In an historic decision, the United States Equal Employment Opportunity Commission ruled on Thursday that sexual orientation discrimination constitutes sex discrimination, meaning it is already prohibited under Title VII of the Civil Rights Act of 1964.
Their finding mirrors a similar decision from 2012 that discrimination based on gender identity or expression violates Title VII. The EEOC has also previously found that discrimination based on sex stereotypes constitutes sex discrimination.
The finding was based on a complaint filed with the EEOC in August 2012 by a gay male from Miami who believed he was passed over for a permanent position as an air traffic controller because of hostile or disapproving comments his supervisor made regarding his sexual orientation.
In its findings, the EEOC wrote: “Title VII’s prohibition of sex discrimination means that employers may not ‘rely on sex-based considerations’ or take gender into account when making employment decisions. … This applies in claims brought by lesbian, gay, and bisexual individuals under Title VII.
“A sexual orientation claim is the same as any other Title VII case involving allegations of sex discrimination,” they continued., “whether the agency has ‘relied on sex-based considerations’ or ‘take[n] gender into account’ when taking the challenged employment action.”
According to the American Civil Liberties Union (ACLU), what those findings mean is that anyone who works for an employer with 15 or more employees can file a charge of sex discrimination with the EEOC if they believe they were discriminated against based on their sexual orientation, gender identity or gender expression.
“The fight for basic civil rights protections for lesbian, gay, and bisexual people just took a big step forward,” said James Esseks, director of the ACLU’s LGBT Project. “Lesbian, gay, and bisexual people all across the country now have a place to turn if an employer fires them because of their sexual orientation.

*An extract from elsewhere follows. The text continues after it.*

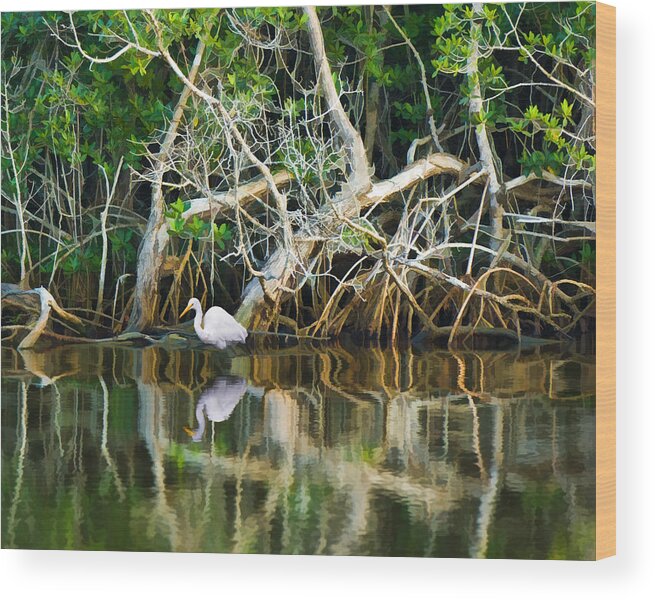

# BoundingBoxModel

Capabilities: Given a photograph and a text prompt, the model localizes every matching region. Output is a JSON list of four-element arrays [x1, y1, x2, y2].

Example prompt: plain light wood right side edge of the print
[[596, 3, 616, 559]]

This is a significant development because protections for gay and transgender people are almost nonexistent in federal law, and 28 states also lack state-level protections.”

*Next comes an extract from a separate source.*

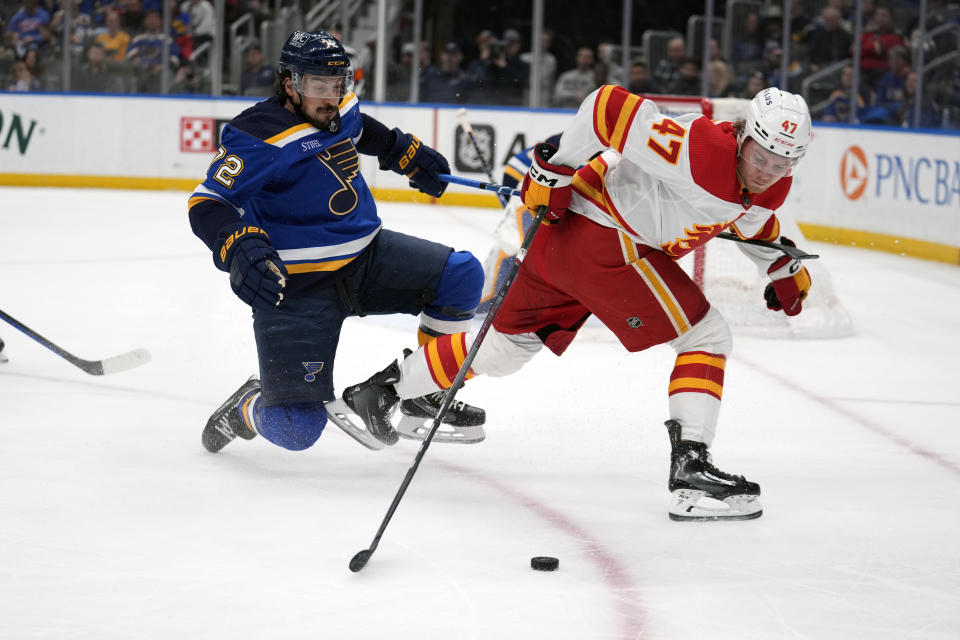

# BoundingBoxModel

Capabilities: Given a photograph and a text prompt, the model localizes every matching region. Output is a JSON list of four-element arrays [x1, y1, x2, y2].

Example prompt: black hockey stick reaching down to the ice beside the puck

While the EEOC’s rulings are not binding in federal courts, the finding that LGBT discrimination is prohibited under the interpretation of Title VII could have an impact on future court cases. LGBT advocates are hoping to use the EEOC’s findings as justification to push for explicit protections for LGBT workers. One such way of achieving those protections would be a bill similar to the one proposed by Sen. Jeff Merkley and U.S. Rep. David Cicilline (D-R.I.), which would prohibit discrimination in employment, housing, credit and public accommodations.
“Discrimination has no place in America, plain and simple,” said Chad Griffin, president of the Human Rights Campaign. “This historic ruling by the EEOC makes clear they agree workplace discrimination on the basis of sexual orientation, much like gender identity, is illegal. While an important step, it also highlights the need for a comprehensive federal law permanently and clearly banning LGBT discrimination beyond employment to all areas of American life.”